‘MERFISH’ method identifies thousands of unique RNAs in 10 rounds of imaging
Harvard researchers have developed a “cellular atlas” of the brain using a novel fluorescence imaging technique known as multiplexed error-robust fluorescence in-situ hybridization, or MERFISH, the Harvard Gazette reported early this month.
The MERFISH methodology, coined by Harvard Higgins Professor of Molecular and Cellular Biology Catherine Dulac and colleagues, grew from a fundamental need to better understand the molecular components of individual cells in the brain.
“If you really want to understand the brain, you need the spatial context, because the brain is not like the liver or other organs, where the cells are organized in a symmetrical way,” Dulac told the Gazette. “The brain is unusual in that it has this topological arrangement of neurons...so we want to be able to look at a section of the brain and see what cells are there, but also where they are and what types of cells are surrounding them.”
Enter MERFISH, which works by assigning “barcodes” to cells’ RNAs and hybridizing them with a library of DNA. Imaging determines the identity of unique RNA molecules.
In a 2-millimeter-by-2-millimeter-by-0.6-millimeter region of brain, Dulac’s team was able to employ MERFISH to identify more than 70 types of neurons, as well as where those cells were located and what their functions were.

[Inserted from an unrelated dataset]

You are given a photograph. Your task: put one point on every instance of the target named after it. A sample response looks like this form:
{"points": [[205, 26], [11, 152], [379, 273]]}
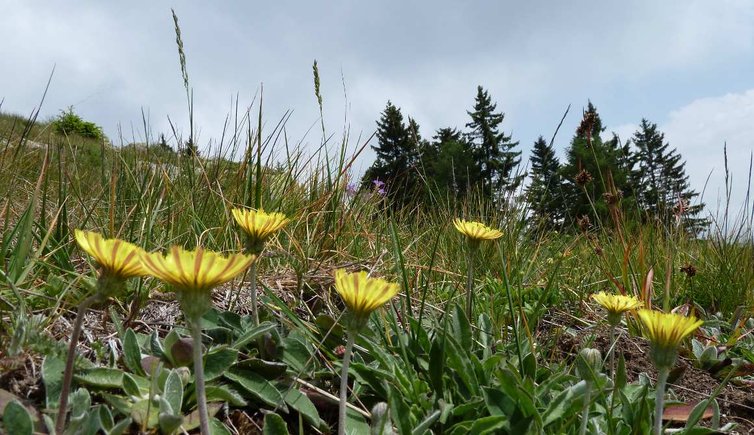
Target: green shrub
{"points": [[68, 122]]}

“An amazing property of this method is the exponential scaling between the number of genes that can be imaged and the number of imaging rounds,” Dulac said. “If you wanted to look at 10,000 genes, you could try the brute-force approach and do it one at a time, but of course no one would ever try that. The MERFISH approach is very powerful because it allows us to image and distinguish thousands of different RNAs in just about 10 rounds of imaging.”